The physician assessors also scored the SP on the overall performance using a 5 item anchored global rating scale (“very poor”, “poor”, “ok”, “good”, and “very good”). The SP-candidate interactions used for training the physician were not included in the study.


Inter-rater consistency was calculated using Cohen’s Kappa, which ranged from 0.80 to 0.89 for all the four cases across the two physicians; the third physician only reviewed selected cases with disagreement. For items with disagreement, the modal value between the three assessors was used for analysis. Internal consistency of scores given by both physician raters was calculated by Cronbach’s Alpha. Chi-square was used to assess significant differences in the SPs’ portrayal of guidelines developed for the case.

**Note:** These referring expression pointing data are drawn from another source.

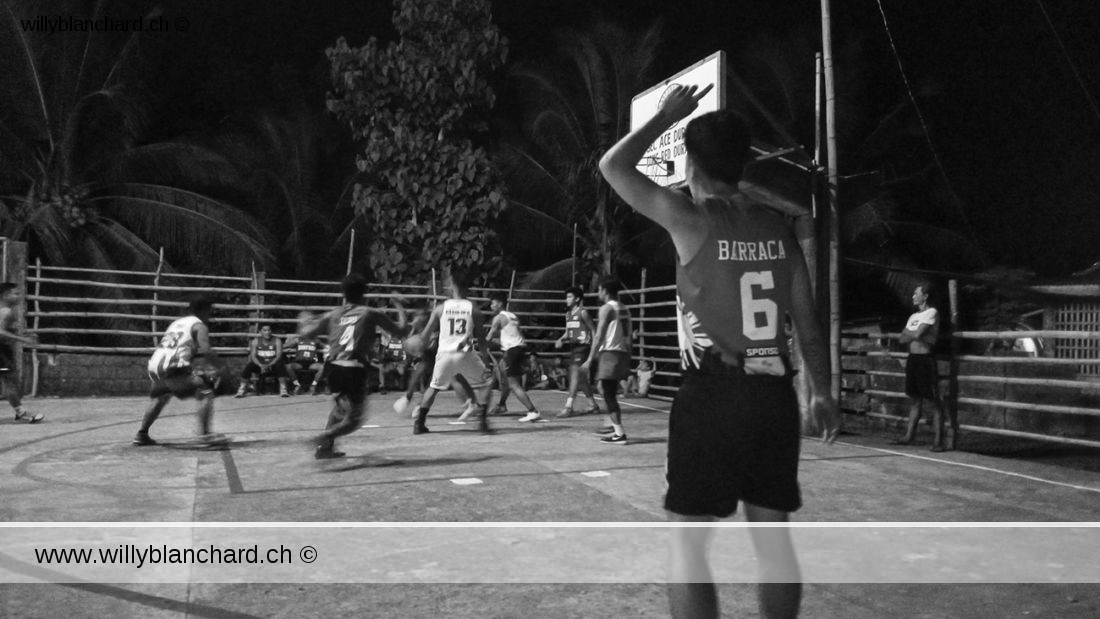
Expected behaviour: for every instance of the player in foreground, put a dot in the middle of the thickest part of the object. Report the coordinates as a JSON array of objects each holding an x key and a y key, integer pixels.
[
  {"x": 351, "y": 331},
  {"x": 185, "y": 365},
  {"x": 734, "y": 426},
  {"x": 459, "y": 327},
  {"x": 12, "y": 382}
]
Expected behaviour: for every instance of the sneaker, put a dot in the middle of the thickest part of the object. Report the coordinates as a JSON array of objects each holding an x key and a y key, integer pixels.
[
  {"x": 614, "y": 440},
  {"x": 212, "y": 440},
  {"x": 141, "y": 439},
  {"x": 327, "y": 453},
  {"x": 465, "y": 413}
]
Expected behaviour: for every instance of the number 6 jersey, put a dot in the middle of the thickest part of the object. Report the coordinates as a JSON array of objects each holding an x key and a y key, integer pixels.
[{"x": 733, "y": 297}]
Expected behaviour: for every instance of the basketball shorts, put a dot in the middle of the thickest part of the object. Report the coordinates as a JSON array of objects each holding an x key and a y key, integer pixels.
[
  {"x": 613, "y": 365},
  {"x": 179, "y": 382},
  {"x": 733, "y": 438},
  {"x": 466, "y": 363},
  {"x": 922, "y": 376},
  {"x": 347, "y": 380},
  {"x": 7, "y": 358},
  {"x": 514, "y": 361}
]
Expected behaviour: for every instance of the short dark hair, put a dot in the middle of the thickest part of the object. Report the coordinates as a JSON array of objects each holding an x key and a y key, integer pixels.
[
  {"x": 612, "y": 284},
  {"x": 353, "y": 286},
  {"x": 718, "y": 144},
  {"x": 199, "y": 304}
]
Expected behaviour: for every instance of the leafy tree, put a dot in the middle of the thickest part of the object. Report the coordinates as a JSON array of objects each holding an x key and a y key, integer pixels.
[
  {"x": 76, "y": 179},
  {"x": 416, "y": 107},
  {"x": 574, "y": 106}
]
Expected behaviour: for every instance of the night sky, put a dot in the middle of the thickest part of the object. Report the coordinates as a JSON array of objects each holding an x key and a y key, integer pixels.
[{"x": 1019, "y": 141}]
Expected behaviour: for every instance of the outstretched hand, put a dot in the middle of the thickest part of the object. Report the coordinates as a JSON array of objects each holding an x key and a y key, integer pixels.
[{"x": 681, "y": 100}]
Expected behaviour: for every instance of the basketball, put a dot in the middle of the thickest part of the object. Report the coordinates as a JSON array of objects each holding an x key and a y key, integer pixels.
[{"x": 414, "y": 345}]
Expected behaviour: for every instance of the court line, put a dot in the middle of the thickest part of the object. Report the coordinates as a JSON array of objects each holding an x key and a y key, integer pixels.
[{"x": 975, "y": 466}]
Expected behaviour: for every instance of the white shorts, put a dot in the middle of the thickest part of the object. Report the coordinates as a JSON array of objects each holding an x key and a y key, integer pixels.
[{"x": 466, "y": 363}]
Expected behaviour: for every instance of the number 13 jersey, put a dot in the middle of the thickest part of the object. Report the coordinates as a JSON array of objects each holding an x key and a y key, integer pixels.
[{"x": 733, "y": 297}]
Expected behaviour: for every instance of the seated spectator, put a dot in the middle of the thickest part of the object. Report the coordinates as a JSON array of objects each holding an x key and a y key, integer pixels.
[{"x": 265, "y": 360}]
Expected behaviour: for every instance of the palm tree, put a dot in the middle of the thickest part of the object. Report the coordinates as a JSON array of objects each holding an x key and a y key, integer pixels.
[
  {"x": 573, "y": 107},
  {"x": 78, "y": 184}
]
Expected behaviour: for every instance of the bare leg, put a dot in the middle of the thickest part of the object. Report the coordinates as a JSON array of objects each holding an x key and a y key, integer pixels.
[
  {"x": 152, "y": 411},
  {"x": 692, "y": 594},
  {"x": 780, "y": 587}
]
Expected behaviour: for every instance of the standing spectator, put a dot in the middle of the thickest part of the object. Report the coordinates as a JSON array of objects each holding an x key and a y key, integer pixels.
[{"x": 922, "y": 376}]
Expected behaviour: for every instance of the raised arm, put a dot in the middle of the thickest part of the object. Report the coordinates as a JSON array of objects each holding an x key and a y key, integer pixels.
[{"x": 670, "y": 209}]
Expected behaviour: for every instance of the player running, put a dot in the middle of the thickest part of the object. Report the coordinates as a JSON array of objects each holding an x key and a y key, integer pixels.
[{"x": 351, "y": 331}]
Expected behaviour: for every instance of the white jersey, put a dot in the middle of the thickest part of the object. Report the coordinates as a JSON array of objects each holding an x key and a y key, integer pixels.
[
  {"x": 617, "y": 336},
  {"x": 510, "y": 335},
  {"x": 455, "y": 325},
  {"x": 177, "y": 346}
]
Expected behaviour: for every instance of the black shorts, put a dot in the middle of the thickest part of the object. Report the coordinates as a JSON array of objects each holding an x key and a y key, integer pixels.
[
  {"x": 252, "y": 369},
  {"x": 733, "y": 439},
  {"x": 7, "y": 358},
  {"x": 514, "y": 362},
  {"x": 922, "y": 376},
  {"x": 347, "y": 380},
  {"x": 179, "y": 382}
]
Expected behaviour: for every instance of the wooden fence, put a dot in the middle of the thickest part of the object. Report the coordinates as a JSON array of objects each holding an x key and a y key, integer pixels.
[{"x": 77, "y": 310}]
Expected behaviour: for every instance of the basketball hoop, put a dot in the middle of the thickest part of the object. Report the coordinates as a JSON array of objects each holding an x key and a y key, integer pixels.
[{"x": 656, "y": 167}]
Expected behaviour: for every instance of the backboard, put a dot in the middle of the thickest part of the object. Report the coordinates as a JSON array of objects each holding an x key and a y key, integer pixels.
[{"x": 664, "y": 159}]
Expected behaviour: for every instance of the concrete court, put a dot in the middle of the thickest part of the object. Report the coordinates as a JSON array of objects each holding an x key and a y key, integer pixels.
[{"x": 78, "y": 466}]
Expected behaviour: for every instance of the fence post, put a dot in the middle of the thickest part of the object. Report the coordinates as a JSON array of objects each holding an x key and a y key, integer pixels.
[
  {"x": 641, "y": 320},
  {"x": 156, "y": 285},
  {"x": 256, "y": 299},
  {"x": 953, "y": 365},
  {"x": 37, "y": 312}
]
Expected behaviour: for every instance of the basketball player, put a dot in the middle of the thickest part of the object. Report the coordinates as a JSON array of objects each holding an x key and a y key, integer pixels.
[
  {"x": 922, "y": 376},
  {"x": 611, "y": 353},
  {"x": 514, "y": 346},
  {"x": 351, "y": 331},
  {"x": 12, "y": 382},
  {"x": 265, "y": 358},
  {"x": 185, "y": 365},
  {"x": 459, "y": 327},
  {"x": 734, "y": 426},
  {"x": 578, "y": 335}
]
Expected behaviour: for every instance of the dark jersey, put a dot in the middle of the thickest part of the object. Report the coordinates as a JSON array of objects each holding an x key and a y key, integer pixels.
[
  {"x": 351, "y": 333},
  {"x": 735, "y": 294}
]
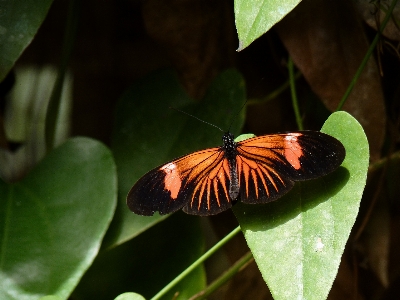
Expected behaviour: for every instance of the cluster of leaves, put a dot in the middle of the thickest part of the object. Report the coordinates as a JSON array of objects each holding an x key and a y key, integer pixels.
[{"x": 65, "y": 229}]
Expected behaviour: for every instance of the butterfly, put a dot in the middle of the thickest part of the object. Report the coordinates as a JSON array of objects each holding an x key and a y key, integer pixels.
[{"x": 256, "y": 170}]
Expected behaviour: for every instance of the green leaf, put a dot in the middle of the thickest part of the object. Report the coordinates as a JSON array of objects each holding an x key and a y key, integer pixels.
[
  {"x": 148, "y": 262},
  {"x": 255, "y": 17},
  {"x": 130, "y": 296},
  {"x": 19, "y": 22},
  {"x": 54, "y": 220},
  {"x": 147, "y": 133},
  {"x": 51, "y": 297},
  {"x": 298, "y": 240}
]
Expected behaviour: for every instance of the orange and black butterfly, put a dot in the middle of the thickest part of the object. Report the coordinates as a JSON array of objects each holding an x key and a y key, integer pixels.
[{"x": 256, "y": 170}]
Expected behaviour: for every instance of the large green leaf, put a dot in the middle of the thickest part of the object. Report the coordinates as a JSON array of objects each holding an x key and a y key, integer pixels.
[
  {"x": 148, "y": 133},
  {"x": 19, "y": 22},
  {"x": 148, "y": 262},
  {"x": 255, "y": 17},
  {"x": 53, "y": 221},
  {"x": 298, "y": 240}
]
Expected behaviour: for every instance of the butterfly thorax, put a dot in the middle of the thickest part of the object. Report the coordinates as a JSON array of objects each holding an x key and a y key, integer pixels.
[{"x": 229, "y": 147}]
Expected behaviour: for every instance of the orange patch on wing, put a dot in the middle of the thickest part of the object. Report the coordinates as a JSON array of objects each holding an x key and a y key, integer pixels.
[
  {"x": 172, "y": 180},
  {"x": 293, "y": 150}
]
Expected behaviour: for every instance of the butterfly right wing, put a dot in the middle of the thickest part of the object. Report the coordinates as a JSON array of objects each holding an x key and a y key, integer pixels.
[
  {"x": 197, "y": 182},
  {"x": 269, "y": 165}
]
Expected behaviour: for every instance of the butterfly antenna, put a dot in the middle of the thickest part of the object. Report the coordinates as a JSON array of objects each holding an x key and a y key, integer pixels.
[
  {"x": 181, "y": 111},
  {"x": 244, "y": 104}
]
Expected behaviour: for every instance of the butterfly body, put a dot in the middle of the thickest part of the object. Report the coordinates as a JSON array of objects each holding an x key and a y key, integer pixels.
[{"x": 256, "y": 170}]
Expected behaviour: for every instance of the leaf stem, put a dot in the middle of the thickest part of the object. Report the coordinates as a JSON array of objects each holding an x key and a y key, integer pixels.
[
  {"x": 197, "y": 263},
  {"x": 367, "y": 56},
  {"x": 53, "y": 108},
  {"x": 228, "y": 274},
  {"x": 294, "y": 95}
]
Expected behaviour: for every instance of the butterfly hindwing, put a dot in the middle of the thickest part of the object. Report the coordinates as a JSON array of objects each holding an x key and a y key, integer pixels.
[
  {"x": 197, "y": 182},
  {"x": 269, "y": 165}
]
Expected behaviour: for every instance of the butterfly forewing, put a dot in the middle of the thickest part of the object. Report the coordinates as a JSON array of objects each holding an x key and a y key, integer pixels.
[
  {"x": 197, "y": 182},
  {"x": 269, "y": 165}
]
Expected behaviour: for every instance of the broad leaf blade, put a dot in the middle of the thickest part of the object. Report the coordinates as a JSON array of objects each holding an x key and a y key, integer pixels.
[
  {"x": 298, "y": 240},
  {"x": 55, "y": 219},
  {"x": 255, "y": 17},
  {"x": 19, "y": 22}
]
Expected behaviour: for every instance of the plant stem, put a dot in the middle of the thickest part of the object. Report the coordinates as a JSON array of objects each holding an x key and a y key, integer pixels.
[
  {"x": 367, "y": 56},
  {"x": 55, "y": 98},
  {"x": 294, "y": 95},
  {"x": 228, "y": 274}
]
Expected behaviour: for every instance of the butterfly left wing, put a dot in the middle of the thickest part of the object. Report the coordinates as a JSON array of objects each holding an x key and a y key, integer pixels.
[
  {"x": 196, "y": 182},
  {"x": 268, "y": 165}
]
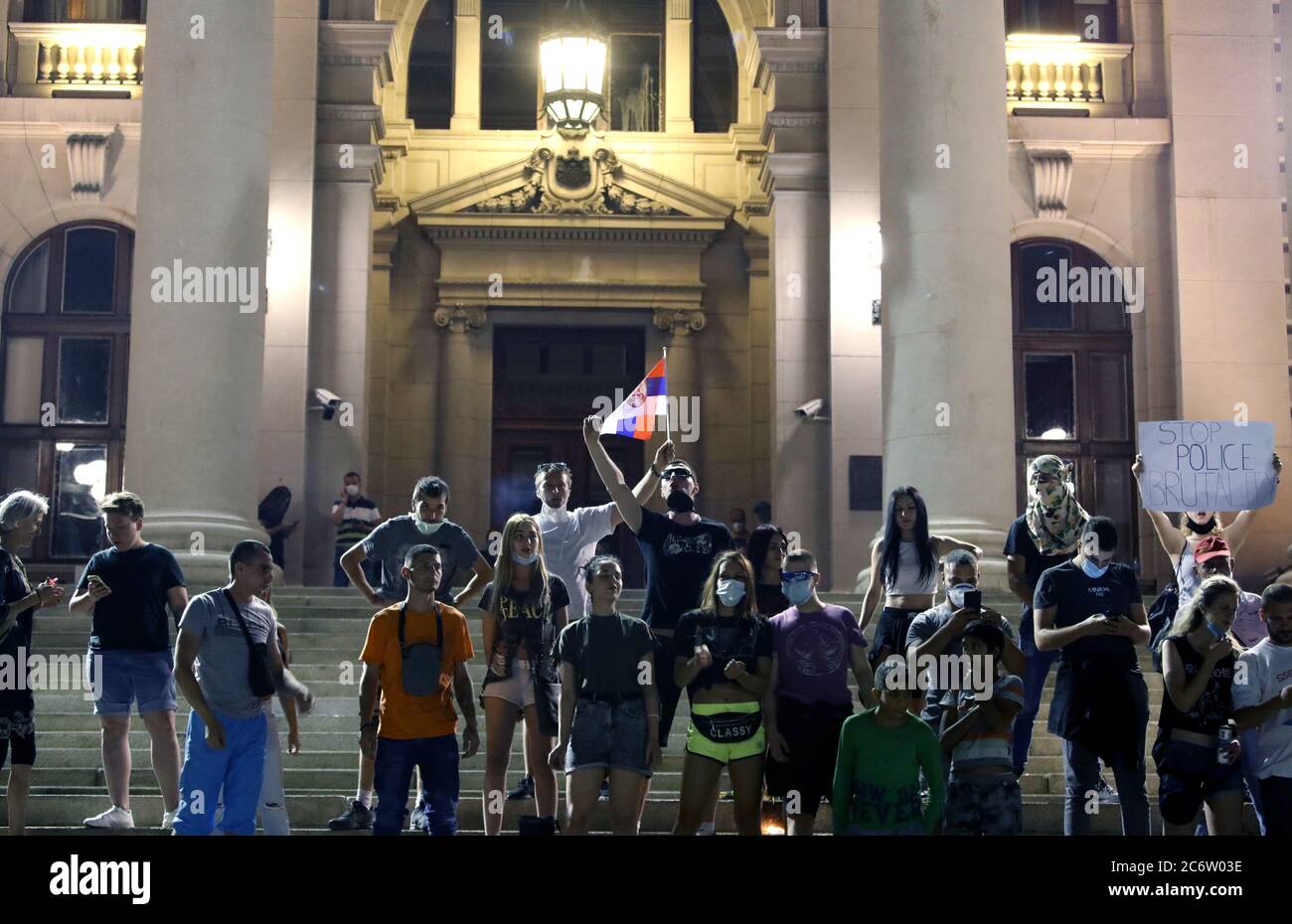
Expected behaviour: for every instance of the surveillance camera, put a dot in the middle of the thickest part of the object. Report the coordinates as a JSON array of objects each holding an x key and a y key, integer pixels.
[
  {"x": 812, "y": 409},
  {"x": 327, "y": 402}
]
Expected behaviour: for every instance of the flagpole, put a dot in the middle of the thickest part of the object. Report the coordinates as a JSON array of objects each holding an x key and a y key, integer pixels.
[{"x": 668, "y": 421}]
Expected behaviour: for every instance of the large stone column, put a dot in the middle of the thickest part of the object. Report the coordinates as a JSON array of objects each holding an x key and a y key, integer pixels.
[
  {"x": 354, "y": 59},
  {"x": 947, "y": 336},
  {"x": 791, "y": 72},
  {"x": 466, "y": 64},
  {"x": 197, "y": 366},
  {"x": 677, "y": 68}
]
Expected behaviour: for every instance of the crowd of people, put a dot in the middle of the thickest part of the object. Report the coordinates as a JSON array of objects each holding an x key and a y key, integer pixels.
[{"x": 948, "y": 691}]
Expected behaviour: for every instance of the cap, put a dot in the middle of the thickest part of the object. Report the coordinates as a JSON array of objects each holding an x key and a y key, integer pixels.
[{"x": 1211, "y": 546}]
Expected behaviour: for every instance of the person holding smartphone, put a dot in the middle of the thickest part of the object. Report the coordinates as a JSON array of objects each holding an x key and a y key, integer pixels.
[
  {"x": 1090, "y": 610},
  {"x": 938, "y": 632}
]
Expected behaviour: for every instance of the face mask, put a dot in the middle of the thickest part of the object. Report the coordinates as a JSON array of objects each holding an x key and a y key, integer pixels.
[
  {"x": 680, "y": 502},
  {"x": 1201, "y": 529},
  {"x": 956, "y": 594},
  {"x": 730, "y": 591},
  {"x": 426, "y": 529},
  {"x": 796, "y": 591},
  {"x": 1093, "y": 570}
]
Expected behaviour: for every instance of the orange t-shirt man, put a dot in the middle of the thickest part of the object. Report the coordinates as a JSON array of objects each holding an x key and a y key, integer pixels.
[{"x": 404, "y": 716}]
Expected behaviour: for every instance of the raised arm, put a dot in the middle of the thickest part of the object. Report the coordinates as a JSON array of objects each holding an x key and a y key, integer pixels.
[{"x": 629, "y": 511}]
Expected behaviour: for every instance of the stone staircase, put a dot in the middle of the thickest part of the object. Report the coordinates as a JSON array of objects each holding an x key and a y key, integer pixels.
[{"x": 327, "y": 628}]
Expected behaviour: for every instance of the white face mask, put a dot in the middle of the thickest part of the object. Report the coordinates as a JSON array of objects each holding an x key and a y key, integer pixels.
[
  {"x": 956, "y": 594},
  {"x": 730, "y": 591}
]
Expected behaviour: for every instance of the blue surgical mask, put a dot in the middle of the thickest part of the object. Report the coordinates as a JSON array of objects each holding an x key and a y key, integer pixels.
[
  {"x": 730, "y": 591},
  {"x": 956, "y": 594},
  {"x": 1093, "y": 570},
  {"x": 797, "y": 591}
]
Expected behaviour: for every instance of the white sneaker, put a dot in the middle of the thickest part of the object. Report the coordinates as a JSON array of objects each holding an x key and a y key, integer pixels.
[{"x": 115, "y": 817}]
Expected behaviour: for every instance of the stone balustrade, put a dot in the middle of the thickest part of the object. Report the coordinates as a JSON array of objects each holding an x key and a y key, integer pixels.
[
  {"x": 1054, "y": 72},
  {"x": 52, "y": 57}
]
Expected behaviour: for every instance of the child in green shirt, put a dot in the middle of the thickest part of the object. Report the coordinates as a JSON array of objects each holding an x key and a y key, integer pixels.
[{"x": 882, "y": 755}]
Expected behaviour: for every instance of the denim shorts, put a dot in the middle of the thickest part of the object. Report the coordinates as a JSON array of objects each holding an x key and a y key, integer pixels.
[
  {"x": 608, "y": 735},
  {"x": 129, "y": 676},
  {"x": 1188, "y": 774}
]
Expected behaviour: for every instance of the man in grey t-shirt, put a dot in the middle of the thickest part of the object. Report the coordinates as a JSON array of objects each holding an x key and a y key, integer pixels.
[
  {"x": 938, "y": 632},
  {"x": 220, "y": 633}
]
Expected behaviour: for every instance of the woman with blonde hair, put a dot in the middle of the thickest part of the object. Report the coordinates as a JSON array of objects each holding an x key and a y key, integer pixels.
[
  {"x": 21, "y": 515},
  {"x": 724, "y": 661},
  {"x": 1179, "y": 540},
  {"x": 1198, "y": 674},
  {"x": 525, "y": 610}
]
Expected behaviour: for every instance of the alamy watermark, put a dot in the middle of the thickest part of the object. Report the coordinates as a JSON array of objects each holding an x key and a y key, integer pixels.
[
  {"x": 207, "y": 286},
  {"x": 55, "y": 673},
  {"x": 1097, "y": 284}
]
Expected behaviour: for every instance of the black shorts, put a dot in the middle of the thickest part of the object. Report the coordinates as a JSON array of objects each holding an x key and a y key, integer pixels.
[
  {"x": 890, "y": 633},
  {"x": 812, "y": 737},
  {"x": 17, "y": 731}
]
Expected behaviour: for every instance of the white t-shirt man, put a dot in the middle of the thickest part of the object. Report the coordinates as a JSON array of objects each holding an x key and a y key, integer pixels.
[
  {"x": 1269, "y": 670},
  {"x": 569, "y": 541}
]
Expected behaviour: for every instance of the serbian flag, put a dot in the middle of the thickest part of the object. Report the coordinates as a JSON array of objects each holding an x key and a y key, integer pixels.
[{"x": 636, "y": 416}]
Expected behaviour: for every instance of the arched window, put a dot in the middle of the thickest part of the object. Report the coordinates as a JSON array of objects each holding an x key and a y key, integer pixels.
[
  {"x": 1072, "y": 379},
  {"x": 511, "y": 97},
  {"x": 714, "y": 89},
  {"x": 430, "y": 66},
  {"x": 85, "y": 11},
  {"x": 64, "y": 353}
]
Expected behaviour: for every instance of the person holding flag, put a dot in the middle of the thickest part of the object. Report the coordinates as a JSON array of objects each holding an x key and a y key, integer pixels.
[{"x": 679, "y": 548}]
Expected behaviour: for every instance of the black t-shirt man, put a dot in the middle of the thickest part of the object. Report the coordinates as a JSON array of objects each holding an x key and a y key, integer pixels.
[
  {"x": 133, "y": 617},
  {"x": 679, "y": 559},
  {"x": 743, "y": 639},
  {"x": 1099, "y": 695}
]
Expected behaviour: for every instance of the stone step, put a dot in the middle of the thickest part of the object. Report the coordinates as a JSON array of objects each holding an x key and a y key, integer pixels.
[{"x": 1043, "y": 815}]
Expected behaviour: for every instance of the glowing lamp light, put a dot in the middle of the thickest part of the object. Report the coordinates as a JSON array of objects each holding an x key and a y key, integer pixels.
[{"x": 573, "y": 77}]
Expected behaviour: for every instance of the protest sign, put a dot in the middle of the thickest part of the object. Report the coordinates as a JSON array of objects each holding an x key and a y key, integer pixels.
[{"x": 1207, "y": 465}]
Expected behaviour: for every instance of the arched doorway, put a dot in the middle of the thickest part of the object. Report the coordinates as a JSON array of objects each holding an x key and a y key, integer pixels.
[
  {"x": 64, "y": 358},
  {"x": 1072, "y": 375}
]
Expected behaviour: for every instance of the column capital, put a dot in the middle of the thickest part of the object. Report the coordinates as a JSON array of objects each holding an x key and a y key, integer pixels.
[
  {"x": 680, "y": 322},
  {"x": 460, "y": 318}
]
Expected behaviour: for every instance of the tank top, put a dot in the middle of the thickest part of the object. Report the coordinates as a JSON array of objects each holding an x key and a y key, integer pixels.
[
  {"x": 1213, "y": 707},
  {"x": 908, "y": 572}
]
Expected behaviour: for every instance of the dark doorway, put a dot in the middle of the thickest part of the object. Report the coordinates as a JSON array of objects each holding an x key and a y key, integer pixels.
[
  {"x": 546, "y": 382},
  {"x": 1072, "y": 382}
]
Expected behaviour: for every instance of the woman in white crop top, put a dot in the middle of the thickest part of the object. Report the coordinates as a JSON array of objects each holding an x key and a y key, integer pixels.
[
  {"x": 1179, "y": 541},
  {"x": 908, "y": 574}
]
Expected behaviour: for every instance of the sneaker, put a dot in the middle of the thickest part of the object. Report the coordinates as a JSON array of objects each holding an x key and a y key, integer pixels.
[
  {"x": 358, "y": 818},
  {"x": 1107, "y": 795},
  {"x": 522, "y": 790},
  {"x": 115, "y": 817},
  {"x": 417, "y": 821}
]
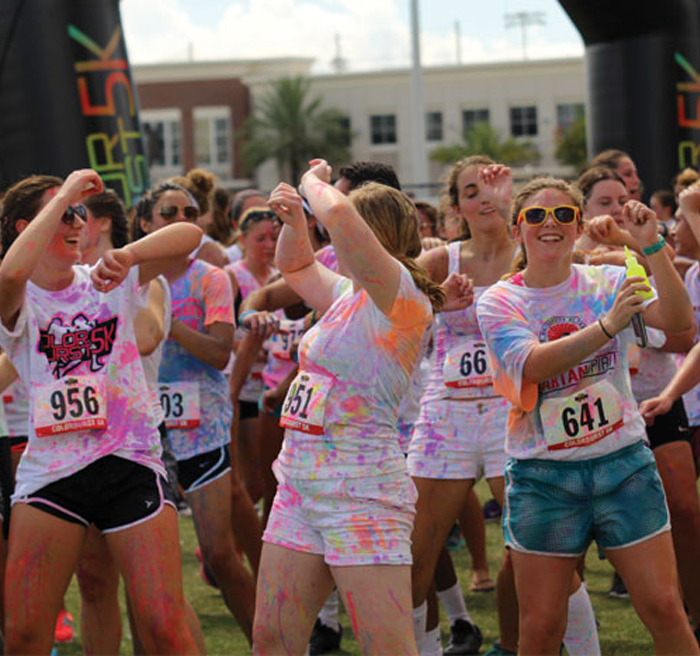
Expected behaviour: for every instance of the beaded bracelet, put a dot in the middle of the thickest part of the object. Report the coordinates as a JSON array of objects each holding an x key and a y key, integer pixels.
[{"x": 654, "y": 248}]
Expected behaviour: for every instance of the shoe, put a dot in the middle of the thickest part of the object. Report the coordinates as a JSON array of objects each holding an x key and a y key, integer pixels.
[
  {"x": 64, "y": 627},
  {"x": 492, "y": 511},
  {"x": 324, "y": 639},
  {"x": 465, "y": 638},
  {"x": 618, "y": 589},
  {"x": 455, "y": 540},
  {"x": 497, "y": 650}
]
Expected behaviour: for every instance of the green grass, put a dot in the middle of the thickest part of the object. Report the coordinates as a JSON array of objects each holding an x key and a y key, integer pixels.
[{"x": 621, "y": 632}]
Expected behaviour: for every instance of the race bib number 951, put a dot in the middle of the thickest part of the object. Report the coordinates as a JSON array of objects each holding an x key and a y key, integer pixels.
[
  {"x": 583, "y": 418},
  {"x": 74, "y": 403},
  {"x": 305, "y": 404}
]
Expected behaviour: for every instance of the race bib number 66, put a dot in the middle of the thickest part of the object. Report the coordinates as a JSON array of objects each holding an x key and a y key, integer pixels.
[
  {"x": 74, "y": 403},
  {"x": 583, "y": 418}
]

There was 85% agreement between the two physician assessors. There was full agreement on verbal portrayal and facial expressions across all cases with the only disagreement on cases where the videos were not clear (sound and/or picture) or the SP was not directly in front of the camera. There was no effect of time on portrayal for all the cases irrespective of the track and the location (Case B was the only station recorded at two locations).

Case A

This was a history and management case and the management response of the candidates depended heavily on the SP’s history and his facial expressions showing concern for his current health status (chest pain). The internal consistency of scores, calculated using Cronbach’s alpha, was 0.744. There was significant difference in portrayal across tracks for the opening statement, facial expressions and for asking questions from the candidate at 9 minutes (refer to Table 2). In all the tracks, the SPs did not give information without being asked for questions on cardiac risk factors, past history, and on diet and weight. In one track the SP gave information once without being asked for questions on present history. There were significant differences across tracks for SPs’ overall portrayal (p < 0.01), verbal (p < 0.05), and facial expressions (p < 0.05). On combining the total items (n = 36, last row on Table 2) with accurate portrayal, there were significant differences across all tracks for comparison between “yes, yes/but and not done” (p <0.001).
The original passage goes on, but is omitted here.